Update: 6:30 p.m. EST
Square closed $4.07 or 45 percent up, ending the day at $13.07. The close brought the payment company's shares to the higher bound of the original price range set for its IPO. After an early surge to above $14 a share, Square stock subsided and traded around $13 for most of the day.
Within minutes of its Wall Street debut, shares of Square (SQ) were trading above $13 per share, a 40 percent pop over its initial offering price of $9.
The payments company launched by Twitter co-founder Jack Dorsey hit some potholes in its approach to an initial public offering this week. The company priced at an underwhelming $9 per share late Wednesday, missing an anticipated price range for a valuation of $2.9 billion -- far short of the $6 billion valuation that private investors sought in previous funding rounds.
The less-than-stellar launch comes as public investors have grown skeptical of the sticker price on Silicon Valley's 140-plus unicorns, or private companies valued at over $1 billion, even as private investors continue pouring millions of dollars into promising tech ventures.

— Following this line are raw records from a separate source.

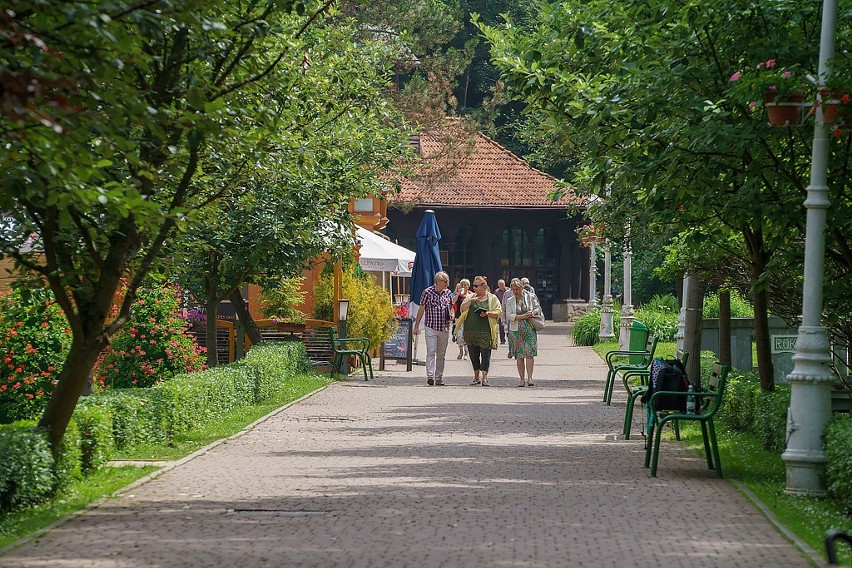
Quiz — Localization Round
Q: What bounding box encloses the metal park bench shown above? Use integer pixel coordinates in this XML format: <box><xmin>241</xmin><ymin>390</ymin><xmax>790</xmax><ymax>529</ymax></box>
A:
<box><xmin>645</xmin><ymin>363</ymin><xmax>730</xmax><ymax>477</ymax></box>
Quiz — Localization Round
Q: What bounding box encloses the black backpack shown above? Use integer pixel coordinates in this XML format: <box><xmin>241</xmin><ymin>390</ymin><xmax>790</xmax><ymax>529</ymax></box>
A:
<box><xmin>642</xmin><ymin>357</ymin><xmax>689</xmax><ymax>412</ymax></box>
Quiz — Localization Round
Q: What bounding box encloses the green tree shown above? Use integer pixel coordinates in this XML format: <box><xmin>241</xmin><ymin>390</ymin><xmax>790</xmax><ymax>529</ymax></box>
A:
<box><xmin>176</xmin><ymin>15</ymin><xmax>405</xmax><ymax>366</ymax></box>
<box><xmin>0</xmin><ymin>0</ymin><xmax>342</xmax><ymax>448</ymax></box>
<box><xmin>481</xmin><ymin>0</ymin><xmax>852</xmax><ymax>389</ymax></box>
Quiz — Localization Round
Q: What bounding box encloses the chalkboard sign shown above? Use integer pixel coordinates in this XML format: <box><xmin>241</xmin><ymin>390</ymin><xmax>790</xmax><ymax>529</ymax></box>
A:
<box><xmin>379</xmin><ymin>318</ymin><xmax>414</xmax><ymax>371</ymax></box>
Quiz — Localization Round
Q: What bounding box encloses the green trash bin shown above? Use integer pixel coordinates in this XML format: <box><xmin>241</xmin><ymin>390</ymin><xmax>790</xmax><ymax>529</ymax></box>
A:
<box><xmin>627</xmin><ymin>320</ymin><xmax>651</xmax><ymax>365</ymax></box>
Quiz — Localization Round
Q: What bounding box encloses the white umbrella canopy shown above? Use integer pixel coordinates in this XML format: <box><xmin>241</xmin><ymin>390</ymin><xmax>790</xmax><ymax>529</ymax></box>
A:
<box><xmin>356</xmin><ymin>227</ymin><xmax>415</xmax><ymax>277</ymax></box>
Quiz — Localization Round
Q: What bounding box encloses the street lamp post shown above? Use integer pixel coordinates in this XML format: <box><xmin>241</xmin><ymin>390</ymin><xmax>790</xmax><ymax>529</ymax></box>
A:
<box><xmin>589</xmin><ymin>241</ymin><xmax>598</xmax><ymax>310</ymax></box>
<box><xmin>337</xmin><ymin>298</ymin><xmax>349</xmax><ymax>375</ymax></box>
<box><xmin>618</xmin><ymin>225</ymin><xmax>633</xmax><ymax>350</ymax></box>
<box><xmin>781</xmin><ymin>0</ymin><xmax>837</xmax><ymax>496</ymax></box>
<box><xmin>598</xmin><ymin>239</ymin><xmax>615</xmax><ymax>341</ymax></box>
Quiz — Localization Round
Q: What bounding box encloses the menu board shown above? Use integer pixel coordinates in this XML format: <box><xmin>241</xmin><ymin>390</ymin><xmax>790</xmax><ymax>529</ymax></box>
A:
<box><xmin>379</xmin><ymin>318</ymin><xmax>414</xmax><ymax>371</ymax></box>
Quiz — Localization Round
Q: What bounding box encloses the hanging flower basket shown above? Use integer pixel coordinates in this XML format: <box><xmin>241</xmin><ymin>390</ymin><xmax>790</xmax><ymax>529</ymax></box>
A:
<box><xmin>819</xmin><ymin>89</ymin><xmax>852</xmax><ymax>124</ymax></box>
<box><xmin>765</xmin><ymin>92</ymin><xmax>809</xmax><ymax>126</ymax></box>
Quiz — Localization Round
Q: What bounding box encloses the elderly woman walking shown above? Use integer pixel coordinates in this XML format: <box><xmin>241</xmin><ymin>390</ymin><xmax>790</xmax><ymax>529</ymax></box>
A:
<box><xmin>506</xmin><ymin>278</ymin><xmax>542</xmax><ymax>387</ymax></box>
<box><xmin>459</xmin><ymin>276</ymin><xmax>503</xmax><ymax>387</ymax></box>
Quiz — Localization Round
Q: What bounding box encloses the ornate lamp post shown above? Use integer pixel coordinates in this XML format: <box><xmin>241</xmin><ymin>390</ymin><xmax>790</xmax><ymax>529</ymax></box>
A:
<box><xmin>781</xmin><ymin>0</ymin><xmax>837</xmax><ymax>496</ymax></box>
<box><xmin>598</xmin><ymin>239</ymin><xmax>615</xmax><ymax>341</ymax></box>
<box><xmin>589</xmin><ymin>239</ymin><xmax>598</xmax><ymax>310</ymax></box>
<box><xmin>618</xmin><ymin>223</ymin><xmax>634</xmax><ymax>350</ymax></box>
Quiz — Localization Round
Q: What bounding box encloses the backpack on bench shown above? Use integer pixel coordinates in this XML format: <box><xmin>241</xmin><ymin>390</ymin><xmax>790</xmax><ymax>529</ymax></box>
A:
<box><xmin>642</xmin><ymin>357</ymin><xmax>689</xmax><ymax>412</ymax></box>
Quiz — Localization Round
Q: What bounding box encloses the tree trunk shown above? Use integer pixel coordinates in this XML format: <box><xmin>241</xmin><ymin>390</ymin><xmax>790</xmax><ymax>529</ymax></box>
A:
<box><xmin>745</xmin><ymin>232</ymin><xmax>775</xmax><ymax>391</ymax></box>
<box><xmin>228</xmin><ymin>287</ymin><xmax>260</xmax><ymax>345</ymax></box>
<box><xmin>683</xmin><ymin>273</ymin><xmax>705</xmax><ymax>387</ymax></box>
<box><xmin>204</xmin><ymin>288</ymin><xmax>219</xmax><ymax>367</ymax></box>
<box><xmin>719</xmin><ymin>288</ymin><xmax>731</xmax><ymax>367</ymax></box>
<box><xmin>38</xmin><ymin>332</ymin><xmax>108</xmax><ymax>454</ymax></box>
<box><xmin>752</xmin><ymin>288</ymin><xmax>775</xmax><ymax>391</ymax></box>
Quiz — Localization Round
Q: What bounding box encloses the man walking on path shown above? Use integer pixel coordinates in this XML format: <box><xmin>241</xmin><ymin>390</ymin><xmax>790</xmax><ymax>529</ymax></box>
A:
<box><xmin>414</xmin><ymin>272</ymin><xmax>452</xmax><ymax>386</ymax></box>
<box><xmin>494</xmin><ymin>278</ymin><xmax>508</xmax><ymax>345</ymax></box>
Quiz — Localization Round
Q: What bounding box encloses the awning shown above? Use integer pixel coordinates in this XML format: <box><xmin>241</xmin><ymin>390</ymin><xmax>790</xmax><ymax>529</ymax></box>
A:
<box><xmin>355</xmin><ymin>227</ymin><xmax>415</xmax><ymax>276</ymax></box>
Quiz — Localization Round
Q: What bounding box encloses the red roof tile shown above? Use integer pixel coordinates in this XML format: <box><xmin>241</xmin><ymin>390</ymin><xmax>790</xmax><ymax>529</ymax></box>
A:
<box><xmin>388</xmin><ymin>128</ymin><xmax>583</xmax><ymax>208</ymax></box>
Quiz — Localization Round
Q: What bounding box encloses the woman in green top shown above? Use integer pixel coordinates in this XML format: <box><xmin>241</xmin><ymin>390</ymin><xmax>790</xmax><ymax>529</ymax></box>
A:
<box><xmin>459</xmin><ymin>276</ymin><xmax>502</xmax><ymax>387</ymax></box>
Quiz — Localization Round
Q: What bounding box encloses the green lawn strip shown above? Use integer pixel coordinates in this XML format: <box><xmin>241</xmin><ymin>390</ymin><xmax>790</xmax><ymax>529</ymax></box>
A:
<box><xmin>0</xmin><ymin>374</ymin><xmax>330</xmax><ymax>549</ymax></box>
<box><xmin>676</xmin><ymin>421</ymin><xmax>852</xmax><ymax>566</ymax></box>
<box><xmin>594</xmin><ymin>341</ymin><xmax>852</xmax><ymax>565</ymax></box>
<box><xmin>0</xmin><ymin>466</ymin><xmax>157</xmax><ymax>550</ymax></box>
<box><xmin>113</xmin><ymin>374</ymin><xmax>329</xmax><ymax>460</ymax></box>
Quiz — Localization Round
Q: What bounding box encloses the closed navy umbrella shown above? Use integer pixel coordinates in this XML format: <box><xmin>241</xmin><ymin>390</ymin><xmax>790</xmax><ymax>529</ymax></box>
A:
<box><xmin>411</xmin><ymin>209</ymin><xmax>444</xmax><ymax>365</ymax></box>
<box><xmin>411</xmin><ymin>209</ymin><xmax>444</xmax><ymax>303</ymax></box>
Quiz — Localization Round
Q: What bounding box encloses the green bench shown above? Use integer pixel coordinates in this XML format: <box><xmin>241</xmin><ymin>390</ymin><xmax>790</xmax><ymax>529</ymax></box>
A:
<box><xmin>621</xmin><ymin>349</ymin><xmax>689</xmax><ymax>440</ymax></box>
<box><xmin>645</xmin><ymin>363</ymin><xmax>730</xmax><ymax>477</ymax></box>
<box><xmin>302</xmin><ymin>320</ymin><xmax>373</xmax><ymax>381</ymax></box>
<box><xmin>332</xmin><ymin>337</ymin><xmax>373</xmax><ymax>381</ymax></box>
<box><xmin>603</xmin><ymin>335</ymin><xmax>657</xmax><ymax>406</ymax></box>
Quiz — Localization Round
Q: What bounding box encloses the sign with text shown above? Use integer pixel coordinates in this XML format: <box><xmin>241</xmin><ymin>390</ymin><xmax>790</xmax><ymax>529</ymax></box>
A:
<box><xmin>770</xmin><ymin>335</ymin><xmax>799</xmax><ymax>385</ymax></box>
<box><xmin>379</xmin><ymin>318</ymin><xmax>414</xmax><ymax>371</ymax></box>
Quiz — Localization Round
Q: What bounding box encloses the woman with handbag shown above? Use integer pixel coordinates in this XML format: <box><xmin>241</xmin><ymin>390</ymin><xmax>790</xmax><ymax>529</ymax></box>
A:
<box><xmin>458</xmin><ymin>276</ymin><xmax>503</xmax><ymax>387</ymax></box>
<box><xmin>506</xmin><ymin>278</ymin><xmax>544</xmax><ymax>387</ymax></box>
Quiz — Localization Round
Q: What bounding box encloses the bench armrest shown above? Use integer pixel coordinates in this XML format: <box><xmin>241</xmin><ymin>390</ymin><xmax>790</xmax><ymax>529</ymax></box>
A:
<box><xmin>604</xmin><ymin>350</ymin><xmax>649</xmax><ymax>365</ymax></box>
<box><xmin>334</xmin><ymin>337</ymin><xmax>370</xmax><ymax>353</ymax></box>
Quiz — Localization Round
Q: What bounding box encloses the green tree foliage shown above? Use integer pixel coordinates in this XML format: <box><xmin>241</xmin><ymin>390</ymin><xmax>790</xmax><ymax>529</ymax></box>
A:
<box><xmin>481</xmin><ymin>0</ymin><xmax>852</xmax><ymax>389</ymax></box>
<box><xmin>314</xmin><ymin>267</ymin><xmax>396</xmax><ymax>350</ymax></box>
<box><xmin>0</xmin><ymin>0</ymin><xmax>350</xmax><ymax>449</ymax></box>
<box><xmin>174</xmin><ymin>19</ymin><xmax>405</xmax><ymax>366</ymax></box>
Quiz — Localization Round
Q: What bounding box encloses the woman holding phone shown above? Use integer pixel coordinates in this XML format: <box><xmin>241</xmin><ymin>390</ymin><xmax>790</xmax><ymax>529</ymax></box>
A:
<box><xmin>459</xmin><ymin>276</ymin><xmax>503</xmax><ymax>387</ymax></box>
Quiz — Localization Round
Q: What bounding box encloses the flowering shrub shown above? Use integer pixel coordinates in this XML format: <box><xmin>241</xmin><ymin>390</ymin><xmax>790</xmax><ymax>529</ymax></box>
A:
<box><xmin>396</xmin><ymin>302</ymin><xmax>410</xmax><ymax>319</ymax></box>
<box><xmin>94</xmin><ymin>286</ymin><xmax>204</xmax><ymax>388</ymax></box>
<box><xmin>0</xmin><ymin>290</ymin><xmax>71</xmax><ymax>423</ymax></box>
<box><xmin>730</xmin><ymin>59</ymin><xmax>812</xmax><ymax>109</ymax></box>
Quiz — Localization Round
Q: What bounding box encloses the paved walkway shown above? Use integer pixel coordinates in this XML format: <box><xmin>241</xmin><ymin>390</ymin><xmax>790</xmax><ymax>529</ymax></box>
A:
<box><xmin>0</xmin><ymin>325</ymin><xmax>811</xmax><ymax>568</ymax></box>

Increasingly, those investors are inking deals that ensure profits even if the company whiffs its IPO. Such provisions, called "ratchets," meant Square had to pay out some $93 million in extra shares to late-stage investors, including JPMorgan Chase & Co., that had expected Square to open at more than double the price that it did.
According to S&P Capital Insights, the average tech IPO in the second half of 2015 experienced a one-day pop of more than 13 percent.
Coincidentally, another company went public valued at $2.9 billion Thursday. Match Group (MTCH), the online dating empire responsible for Tinder and OKCupid, was priced at $12 per share before its public open. By 11:00 a.m. EST, shares of Match had risen 12 percent to $13.40.